Com um texto sem invenções e sem lições de moral, os contos ainda misturam referências incidentais de cultura pop que vão de Martin Heidegger a He-Man, de Platão a Pica-Pau, de Julio Iglesias a King Kong, passando ainda por outras tão díspares quanto Douglas Adams, Bach, Joy Division, Frank Sinatra, Nei Lisboa e outras menos explícitas.
O livro Pessoas Partidas é composto por 21 contos cujo tema comum seria o momento em que pessoas comuns são colocadas em situações-limite, das quais não podem sair indiferentes.
O conto “Pessoas Partidas” não sintetiza o livro, mas nomeá-lo com esse título me pareceu adequado, pois os contos englobam esse “partir” em vários sentidos, tanto o de afastamento geográfico quanto o do fragmentar psíquico e até mesmo o da quebra literalmente física.
Em ‘O homem Cordial’, um advogado acorda um dia e se dá conta de que lhe tiraram algo essencial, e sai à procura do que está faltando, por mais absurda que seja sua busca; em ‘Passeio Noturno’, um professor criado pelos avós se revolta com o próprio envelhecimento; em ‘O Grande Circo’, uma fã de filmes antigos encontra a felicidade pelo autoengano; em ‘Despedida’, uma vítima de bullying planeja uma vingança enviesada.
O romance, por sua natureza e extensão, tolera falhas que jamais seriam admitidas pelo conto. Pela sua forma breve, o conto precisa dar o seu recado em poucas páginas – até mesmo em poucas linhas –, os elementos dramáticos devem ser enxutos, a ação concentrada, as frases milimetradas, o ritmo cronometrado.
Enquanto um romance seria uma maratona de resistência, permitindo pausas, cãibras e sprints ao longo do caminho, escrever um conto é tentar correr uma corrida de 100 metros com obstáculos tendo uma corrente amarrada ao pescoço.

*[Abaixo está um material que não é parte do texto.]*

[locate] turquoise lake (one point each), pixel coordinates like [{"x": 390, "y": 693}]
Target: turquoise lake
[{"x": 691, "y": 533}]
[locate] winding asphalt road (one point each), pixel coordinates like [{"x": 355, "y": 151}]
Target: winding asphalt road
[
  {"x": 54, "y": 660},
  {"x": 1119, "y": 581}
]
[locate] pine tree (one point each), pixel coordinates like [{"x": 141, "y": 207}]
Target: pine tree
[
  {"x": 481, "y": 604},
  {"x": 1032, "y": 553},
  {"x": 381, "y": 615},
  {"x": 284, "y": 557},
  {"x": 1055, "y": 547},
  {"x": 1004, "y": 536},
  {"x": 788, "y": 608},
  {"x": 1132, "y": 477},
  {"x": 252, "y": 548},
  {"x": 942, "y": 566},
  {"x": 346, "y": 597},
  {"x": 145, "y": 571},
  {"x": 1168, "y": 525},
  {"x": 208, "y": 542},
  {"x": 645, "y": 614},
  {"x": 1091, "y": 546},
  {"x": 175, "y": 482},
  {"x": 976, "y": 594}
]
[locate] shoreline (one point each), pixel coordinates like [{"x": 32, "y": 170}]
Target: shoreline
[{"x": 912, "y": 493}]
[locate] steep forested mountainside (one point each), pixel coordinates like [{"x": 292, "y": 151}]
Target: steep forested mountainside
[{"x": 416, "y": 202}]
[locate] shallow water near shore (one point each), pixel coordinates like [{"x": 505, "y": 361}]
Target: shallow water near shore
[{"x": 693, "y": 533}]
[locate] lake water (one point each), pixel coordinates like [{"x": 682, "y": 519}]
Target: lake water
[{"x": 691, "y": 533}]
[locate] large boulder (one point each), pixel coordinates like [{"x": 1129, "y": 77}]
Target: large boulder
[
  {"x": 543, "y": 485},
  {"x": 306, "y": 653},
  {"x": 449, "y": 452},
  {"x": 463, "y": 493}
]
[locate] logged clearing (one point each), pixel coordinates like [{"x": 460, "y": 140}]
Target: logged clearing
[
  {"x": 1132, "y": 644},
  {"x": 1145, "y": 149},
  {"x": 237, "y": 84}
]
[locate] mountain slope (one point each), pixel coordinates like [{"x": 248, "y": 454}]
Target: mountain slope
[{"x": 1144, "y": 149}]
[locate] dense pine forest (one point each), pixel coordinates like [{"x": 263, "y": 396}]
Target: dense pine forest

Alguns dos maiores escritores do planeta são grandes contistas, como Milan Kundera, Italo Calvino e Alice Munro. Apesar de tudo isso, os livros de contos, por alguma razão obscura, seguem sendo preteridos por editores, desprezados pela crítica, escanteados de premiações literárias e, o pior de tudo, ignorados pelo público leitor.